Foi na última quarta-feira que Viana do Castelo recebeu a peça “O Fascismo (Aqui) Nunca Existiu!”. Encenada pelo Teatro Art’Imagem no Teatro Municipal Sá de Miranda, o espetáculo faz parte de uma trilogia que retrata Portugal nos últimos 70 anos.

Na passada quarta-feira, a companhia de Teatro Noroeste – CDV acolheu o espetáculo “O Fascismo (Aqui) Nunca Existiu!”, produzido pelo Teatro Art’Imagem, no Teatro Municipal Sá de Miranda, em Viana do Castelo. O primeiro espetáculo de um tríptico teatral com o nome de “Identificação de um (o meu) país”. Esta trilogia procura retratar a vida de Portugal nos últimos 70 anos e que será composto por outras duas peças: “Os Anos que Abalaram o nosso pequeno mundo” e “Ai que medo de existir”. Estas fazem um retrato da história de Portugal desde o 25 de abril de 1974 até aos tempos de hoje.

O pano aberto mostra um cenário simples: estantes, senhora de Fátima, fotos de António de Oliveira Salazar e demais figuras preponderantes do Estado Novo. Com dramaturgia e encenação de José Leitão e assistência de encenação de Daniela Pêgo, a peça é interpretada por Flávio Hamilton, Inês Marques, Luís Duarte Moreira, Patrícia Garcez e Susana Paiva.

As luzes da sala apagam-se e surgem entre o público gritos “A guerra acabou! A guerra acabou!”. Com um jornal na mão os autores sobem ao palco e contextualizam. “Ano de 1945, Hitler suicidou-se”, lê uma personagem no jornal.

Ao longo da peça o espetador é transportado para um “império do Minho a Timor”, onde lhe são levados vários testemunhos uns verdadeiros, outros menos verdadeiros. Abordam-se temas importantes de quem viveu o Estado Novo – perseguição, tortura, fome. “A galinha deu o ovo, o Estado Novo deu no povo”, dizem em coro as cinco personagens.
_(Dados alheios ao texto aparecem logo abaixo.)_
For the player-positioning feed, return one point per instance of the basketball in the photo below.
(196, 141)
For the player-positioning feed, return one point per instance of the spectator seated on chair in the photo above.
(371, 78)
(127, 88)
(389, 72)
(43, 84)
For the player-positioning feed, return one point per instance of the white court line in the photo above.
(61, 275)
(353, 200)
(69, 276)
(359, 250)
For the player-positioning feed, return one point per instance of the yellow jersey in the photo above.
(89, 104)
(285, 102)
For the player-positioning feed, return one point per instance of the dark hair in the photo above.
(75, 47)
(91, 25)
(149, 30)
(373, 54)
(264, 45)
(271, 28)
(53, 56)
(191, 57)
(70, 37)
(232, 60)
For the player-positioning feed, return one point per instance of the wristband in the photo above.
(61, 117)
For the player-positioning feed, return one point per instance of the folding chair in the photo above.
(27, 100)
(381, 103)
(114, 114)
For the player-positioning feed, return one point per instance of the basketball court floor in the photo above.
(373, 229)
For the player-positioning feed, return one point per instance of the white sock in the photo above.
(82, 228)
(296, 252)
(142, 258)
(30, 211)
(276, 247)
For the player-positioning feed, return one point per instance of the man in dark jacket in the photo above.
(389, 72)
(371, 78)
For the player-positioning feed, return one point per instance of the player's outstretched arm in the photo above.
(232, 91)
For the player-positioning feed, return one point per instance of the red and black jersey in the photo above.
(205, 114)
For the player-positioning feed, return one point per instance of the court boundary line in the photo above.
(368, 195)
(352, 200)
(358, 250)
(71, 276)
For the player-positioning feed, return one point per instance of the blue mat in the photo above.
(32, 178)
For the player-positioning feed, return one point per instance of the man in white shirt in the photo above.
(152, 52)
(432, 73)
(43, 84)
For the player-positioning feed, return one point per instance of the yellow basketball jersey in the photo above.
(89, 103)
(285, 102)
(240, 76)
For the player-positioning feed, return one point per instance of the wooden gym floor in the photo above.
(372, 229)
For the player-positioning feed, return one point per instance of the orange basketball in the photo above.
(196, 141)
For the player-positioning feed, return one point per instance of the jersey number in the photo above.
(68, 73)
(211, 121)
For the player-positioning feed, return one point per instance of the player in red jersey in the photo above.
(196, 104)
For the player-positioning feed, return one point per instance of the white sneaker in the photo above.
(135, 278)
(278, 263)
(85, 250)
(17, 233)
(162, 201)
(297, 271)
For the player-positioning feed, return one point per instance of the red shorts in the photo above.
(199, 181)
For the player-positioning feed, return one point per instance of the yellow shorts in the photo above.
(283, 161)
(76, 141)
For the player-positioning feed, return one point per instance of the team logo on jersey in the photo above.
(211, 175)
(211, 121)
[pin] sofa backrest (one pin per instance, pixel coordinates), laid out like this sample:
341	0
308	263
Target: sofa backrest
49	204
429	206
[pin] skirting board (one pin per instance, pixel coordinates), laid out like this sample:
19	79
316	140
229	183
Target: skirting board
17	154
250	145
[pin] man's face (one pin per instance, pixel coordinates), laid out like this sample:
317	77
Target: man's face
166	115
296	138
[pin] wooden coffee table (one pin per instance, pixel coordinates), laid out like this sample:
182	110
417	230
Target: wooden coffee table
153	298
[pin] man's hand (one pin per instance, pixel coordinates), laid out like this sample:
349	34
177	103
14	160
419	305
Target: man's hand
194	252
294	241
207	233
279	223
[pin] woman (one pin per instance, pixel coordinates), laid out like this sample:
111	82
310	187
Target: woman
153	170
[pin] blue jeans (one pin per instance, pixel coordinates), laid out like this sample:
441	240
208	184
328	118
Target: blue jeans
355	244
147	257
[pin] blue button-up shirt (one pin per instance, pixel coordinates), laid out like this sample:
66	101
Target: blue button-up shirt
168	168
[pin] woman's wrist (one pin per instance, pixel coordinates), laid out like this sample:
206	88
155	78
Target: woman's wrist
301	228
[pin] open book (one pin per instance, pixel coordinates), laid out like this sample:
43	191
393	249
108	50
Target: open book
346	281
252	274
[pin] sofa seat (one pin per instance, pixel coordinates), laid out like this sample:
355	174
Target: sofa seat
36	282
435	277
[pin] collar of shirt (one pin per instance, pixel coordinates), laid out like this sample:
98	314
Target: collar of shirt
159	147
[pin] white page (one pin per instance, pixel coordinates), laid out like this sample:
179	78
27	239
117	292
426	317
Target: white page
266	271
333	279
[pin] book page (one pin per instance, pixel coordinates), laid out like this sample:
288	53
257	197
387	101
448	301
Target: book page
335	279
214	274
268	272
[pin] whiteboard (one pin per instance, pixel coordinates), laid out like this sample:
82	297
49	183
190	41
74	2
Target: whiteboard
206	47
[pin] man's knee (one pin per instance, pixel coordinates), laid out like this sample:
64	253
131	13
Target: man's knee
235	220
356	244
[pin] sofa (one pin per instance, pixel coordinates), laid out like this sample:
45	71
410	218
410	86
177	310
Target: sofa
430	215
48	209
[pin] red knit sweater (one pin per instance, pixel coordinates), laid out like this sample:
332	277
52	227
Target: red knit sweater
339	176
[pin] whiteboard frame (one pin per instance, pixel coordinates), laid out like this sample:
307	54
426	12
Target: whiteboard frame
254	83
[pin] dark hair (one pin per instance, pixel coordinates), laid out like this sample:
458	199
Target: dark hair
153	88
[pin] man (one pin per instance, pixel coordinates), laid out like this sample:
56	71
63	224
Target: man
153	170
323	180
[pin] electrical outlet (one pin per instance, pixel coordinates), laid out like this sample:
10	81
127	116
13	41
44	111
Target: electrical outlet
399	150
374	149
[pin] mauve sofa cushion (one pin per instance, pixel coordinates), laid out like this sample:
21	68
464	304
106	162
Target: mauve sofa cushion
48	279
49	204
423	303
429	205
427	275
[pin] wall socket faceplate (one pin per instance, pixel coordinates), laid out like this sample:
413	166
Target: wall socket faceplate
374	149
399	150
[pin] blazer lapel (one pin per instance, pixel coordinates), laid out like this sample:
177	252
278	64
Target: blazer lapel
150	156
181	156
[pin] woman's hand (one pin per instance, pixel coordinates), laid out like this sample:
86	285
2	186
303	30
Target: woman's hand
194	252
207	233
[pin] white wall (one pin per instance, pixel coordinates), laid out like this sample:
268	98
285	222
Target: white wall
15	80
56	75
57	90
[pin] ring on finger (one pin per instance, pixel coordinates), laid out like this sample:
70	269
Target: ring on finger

Várias cenas são trazidas a palco. Memórias de mineiros que fizeram greve e que, por isso, eram rotulados de comunistas. Enquanto que uma das personagens exclama “qual comunistas, qual carapuça. Eles não podiam é trabalhar com fome”.
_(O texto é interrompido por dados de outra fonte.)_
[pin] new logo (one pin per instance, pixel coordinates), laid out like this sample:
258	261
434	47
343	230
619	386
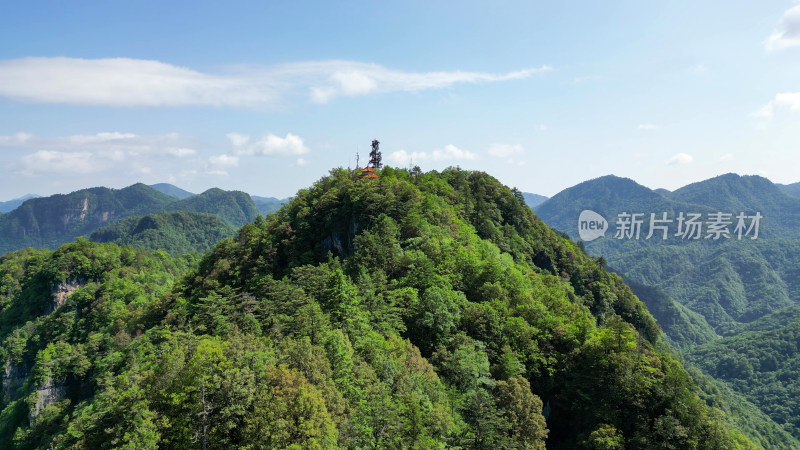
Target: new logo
591	225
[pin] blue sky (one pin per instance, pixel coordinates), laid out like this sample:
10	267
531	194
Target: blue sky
266	97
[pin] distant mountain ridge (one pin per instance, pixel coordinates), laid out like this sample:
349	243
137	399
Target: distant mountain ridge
267	205
176	232
51	221
13	204
172	190
699	290
533	200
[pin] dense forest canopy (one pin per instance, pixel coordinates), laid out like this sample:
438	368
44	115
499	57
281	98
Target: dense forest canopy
414	310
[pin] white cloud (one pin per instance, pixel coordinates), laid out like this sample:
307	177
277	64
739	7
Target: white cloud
787	33
789	100
50	161
224	161
130	82
726	157
451	152
82	154
698	69
585	78
181	152
680	158
504	150
238	139
402	158
272	145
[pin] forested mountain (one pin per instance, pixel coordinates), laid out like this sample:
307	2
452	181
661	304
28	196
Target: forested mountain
48	222
51	221
11	205
176	232
171	190
533	199
700	288
410	311
791	189
761	360
267	205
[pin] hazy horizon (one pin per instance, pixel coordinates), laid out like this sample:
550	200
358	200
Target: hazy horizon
266	98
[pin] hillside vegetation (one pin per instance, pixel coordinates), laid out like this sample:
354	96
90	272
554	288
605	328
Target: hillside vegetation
176	232
48	222
425	311
707	294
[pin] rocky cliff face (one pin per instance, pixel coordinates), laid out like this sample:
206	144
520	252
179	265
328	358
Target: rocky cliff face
61	292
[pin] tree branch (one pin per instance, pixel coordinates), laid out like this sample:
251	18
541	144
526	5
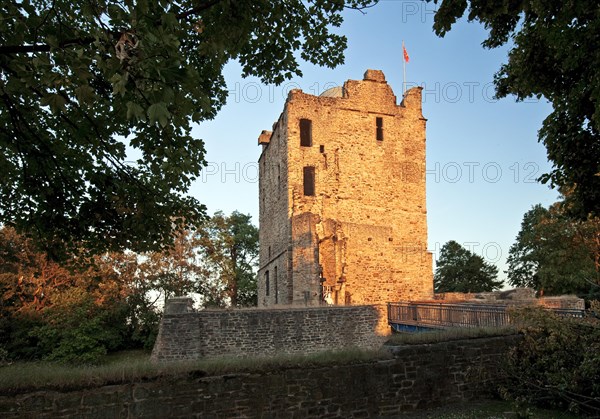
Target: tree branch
24	49
197	9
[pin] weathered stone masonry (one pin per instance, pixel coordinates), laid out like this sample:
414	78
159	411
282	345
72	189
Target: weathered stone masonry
418	377
213	333
342	198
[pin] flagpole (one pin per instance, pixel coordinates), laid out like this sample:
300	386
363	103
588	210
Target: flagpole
403	70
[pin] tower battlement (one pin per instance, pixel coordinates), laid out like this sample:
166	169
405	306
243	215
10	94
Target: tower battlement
343	215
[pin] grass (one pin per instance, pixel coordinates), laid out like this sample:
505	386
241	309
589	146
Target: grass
126	367
135	366
445	335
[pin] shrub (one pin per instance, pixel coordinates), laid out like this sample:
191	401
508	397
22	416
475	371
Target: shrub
556	363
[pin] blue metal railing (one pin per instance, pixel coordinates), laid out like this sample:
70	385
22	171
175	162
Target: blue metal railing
455	315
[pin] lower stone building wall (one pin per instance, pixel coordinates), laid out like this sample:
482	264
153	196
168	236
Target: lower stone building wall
210	333
417	377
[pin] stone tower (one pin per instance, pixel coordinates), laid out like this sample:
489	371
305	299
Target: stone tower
342	217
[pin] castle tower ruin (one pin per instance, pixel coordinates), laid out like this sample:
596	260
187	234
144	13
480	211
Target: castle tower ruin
343	215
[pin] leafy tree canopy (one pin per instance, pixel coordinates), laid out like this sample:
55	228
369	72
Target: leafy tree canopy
555	253
460	270
229	246
82	83
554	54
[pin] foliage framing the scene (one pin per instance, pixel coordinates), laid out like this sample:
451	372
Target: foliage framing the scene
554	54
84	83
460	270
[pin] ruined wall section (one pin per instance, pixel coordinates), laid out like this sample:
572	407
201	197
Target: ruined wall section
275	229
369	206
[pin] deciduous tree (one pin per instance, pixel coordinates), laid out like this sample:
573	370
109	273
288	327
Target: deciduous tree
554	55
460	270
82	83
229	245
555	253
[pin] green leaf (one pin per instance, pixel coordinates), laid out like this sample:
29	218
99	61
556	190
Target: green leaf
56	102
85	94
159	113
135	111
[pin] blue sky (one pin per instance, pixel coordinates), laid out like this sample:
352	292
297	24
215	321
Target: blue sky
482	154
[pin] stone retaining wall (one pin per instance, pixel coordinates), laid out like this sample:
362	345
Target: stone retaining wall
209	333
418	377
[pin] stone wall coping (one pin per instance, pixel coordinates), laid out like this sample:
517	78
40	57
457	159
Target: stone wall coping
279	308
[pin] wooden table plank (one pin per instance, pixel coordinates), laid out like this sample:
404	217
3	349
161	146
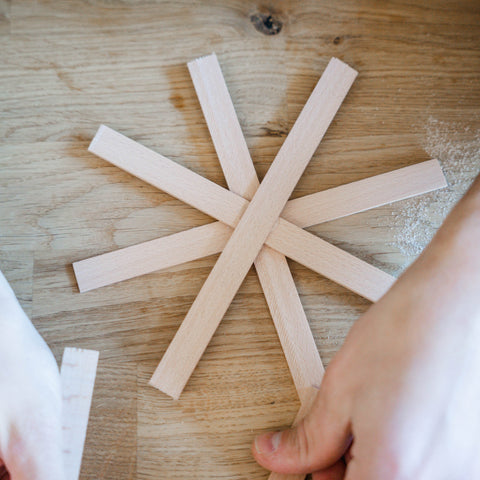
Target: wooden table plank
68	66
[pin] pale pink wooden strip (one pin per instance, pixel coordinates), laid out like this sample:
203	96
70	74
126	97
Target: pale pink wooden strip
168	176
151	256
314	258
280	292
334	263
209	307
77	374
365	194
305	211
302	412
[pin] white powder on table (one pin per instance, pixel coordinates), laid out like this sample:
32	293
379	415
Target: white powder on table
458	150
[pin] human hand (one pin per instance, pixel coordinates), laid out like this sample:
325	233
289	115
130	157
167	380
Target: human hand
401	399
30	398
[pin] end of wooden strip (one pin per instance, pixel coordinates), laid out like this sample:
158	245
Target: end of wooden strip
439	177
157	381
337	63
78	271
102	129
212	55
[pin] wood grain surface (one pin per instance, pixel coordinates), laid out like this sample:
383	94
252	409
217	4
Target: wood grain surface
67	67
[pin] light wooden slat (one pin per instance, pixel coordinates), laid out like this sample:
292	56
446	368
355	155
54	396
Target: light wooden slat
168	176
215	296
274	274
151	256
302	412
124	154
365	194
334	263
209	239
78	371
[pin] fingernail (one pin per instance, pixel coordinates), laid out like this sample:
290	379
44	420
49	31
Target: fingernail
268	443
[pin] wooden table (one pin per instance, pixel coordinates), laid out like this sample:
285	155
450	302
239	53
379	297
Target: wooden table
66	67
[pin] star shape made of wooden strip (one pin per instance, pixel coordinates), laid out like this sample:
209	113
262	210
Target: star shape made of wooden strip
252	210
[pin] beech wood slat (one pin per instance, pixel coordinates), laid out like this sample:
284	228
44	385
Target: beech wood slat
249	235
272	268
209	239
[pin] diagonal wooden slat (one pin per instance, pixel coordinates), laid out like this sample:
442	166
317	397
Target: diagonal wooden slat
272	268
158	171
254	226
199	242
Recordam-se alturas de terror: tortura. O testemunho de uma estudante de direito é trazido pelas três atrizes femininas que representavam uma só personagem. “A PSP e a PIDE estavam juntas”, diz uma. Socos, alucinações privação do sono – isto era a realidade da estudante. “Podem-me proibir de falar, mas nunca de pensar”, grita para com os polícias. Apesar de tudo isso, sobreviveu para contar esta história.
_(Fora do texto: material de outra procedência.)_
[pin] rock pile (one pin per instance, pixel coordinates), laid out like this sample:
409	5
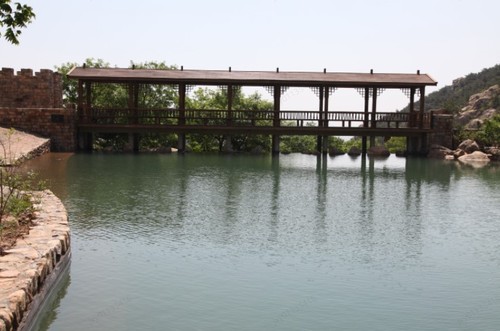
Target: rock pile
467	152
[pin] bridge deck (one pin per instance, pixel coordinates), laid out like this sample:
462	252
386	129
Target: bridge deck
323	122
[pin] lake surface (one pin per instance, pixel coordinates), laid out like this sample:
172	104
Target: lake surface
297	242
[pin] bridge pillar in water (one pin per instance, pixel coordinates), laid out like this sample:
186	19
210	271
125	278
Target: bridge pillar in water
133	143
417	145
228	145
86	141
275	144
181	143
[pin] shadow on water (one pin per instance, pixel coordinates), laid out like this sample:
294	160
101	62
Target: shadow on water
49	311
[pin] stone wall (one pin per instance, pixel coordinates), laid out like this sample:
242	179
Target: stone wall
58	124
30	268
33	103
27	90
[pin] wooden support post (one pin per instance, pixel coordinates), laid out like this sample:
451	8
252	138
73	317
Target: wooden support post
366	120
89	137
229	104
374	111
133	104
88	101
228	146
181	137
422	107
325	118
276	119
411	123
319	139
79	108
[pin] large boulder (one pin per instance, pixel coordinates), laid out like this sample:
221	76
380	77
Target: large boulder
378	151
494	153
458	152
475	158
439	152
469	146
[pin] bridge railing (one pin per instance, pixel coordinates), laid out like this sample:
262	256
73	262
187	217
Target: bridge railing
214	117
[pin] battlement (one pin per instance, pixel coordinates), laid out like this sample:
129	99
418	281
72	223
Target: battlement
24	89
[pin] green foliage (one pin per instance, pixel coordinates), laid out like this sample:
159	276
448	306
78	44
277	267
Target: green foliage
14	17
396	144
70	86
217	99
15	191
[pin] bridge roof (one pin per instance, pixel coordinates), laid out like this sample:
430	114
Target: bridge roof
251	78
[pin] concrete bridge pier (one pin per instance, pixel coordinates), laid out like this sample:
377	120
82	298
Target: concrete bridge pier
181	143
275	144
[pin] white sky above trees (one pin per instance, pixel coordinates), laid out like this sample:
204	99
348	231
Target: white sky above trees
444	38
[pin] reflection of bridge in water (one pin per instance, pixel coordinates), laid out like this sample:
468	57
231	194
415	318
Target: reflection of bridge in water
135	119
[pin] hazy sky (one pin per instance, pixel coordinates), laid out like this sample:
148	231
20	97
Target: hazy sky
446	39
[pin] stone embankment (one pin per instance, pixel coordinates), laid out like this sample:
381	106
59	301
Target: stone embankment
31	267
17	146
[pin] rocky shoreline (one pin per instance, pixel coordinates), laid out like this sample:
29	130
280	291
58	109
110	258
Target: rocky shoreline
468	152
33	263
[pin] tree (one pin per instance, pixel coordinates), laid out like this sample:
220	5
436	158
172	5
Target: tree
14	17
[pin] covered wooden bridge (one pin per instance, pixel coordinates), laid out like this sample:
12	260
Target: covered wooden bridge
321	122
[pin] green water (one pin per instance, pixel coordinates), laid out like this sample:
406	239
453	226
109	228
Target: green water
238	242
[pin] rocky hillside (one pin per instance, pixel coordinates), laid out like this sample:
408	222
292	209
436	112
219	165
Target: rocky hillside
481	106
455	97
A peça recorda também tempos felizes. “Neste país de desgraça havia gente feliz”, conta no final José Leitão. As brincadeiras de crianças são trazidas e representadas, como por exemplo jogos das caricas, andar descalço, ir à escola e ter uma professora doce, ou uma “velha, gorda” mais conhecida como “Mestre da Palmatória dos cinco olhinhos”.

A peça termina com uma contextualização histórica (1973) onde, ao som de “Venham mais cinco” de Zeca Afonso, começam manifestações em Aveiro. Um ano depois, somos levados para o “Grândola Vila Morena”. A peça termina com o grito “acorda, há uma revolução”.

Uma sala cheia aplaudiu de pé o trabalho destes cinco atores que nunca saíram de cena. São aplausos e lágrimas que enchem o teatro, mas, como o encenador rematou, “o teatro é para chorar e pensar”.

No final da peça houve um digestivo – uma conversa entre o encenador, os atores e o público. O público só quis “agradecer por lembrar o que foi o antes do 25 de abril” e homenagear José Leitão que “não tem vergonha de admitir que andou descalço”. O encenador aproveitou ainda para dizer que “a guerra colonial está guardada”, prometendo um espetáculo sobre a mesma. Acrescentou ainda que, futuramente, a primeira peça do tríptico teatral passará por Braga e pela Póvoa de Varzim. O público insiste que é um “espetáculo para correr o país”.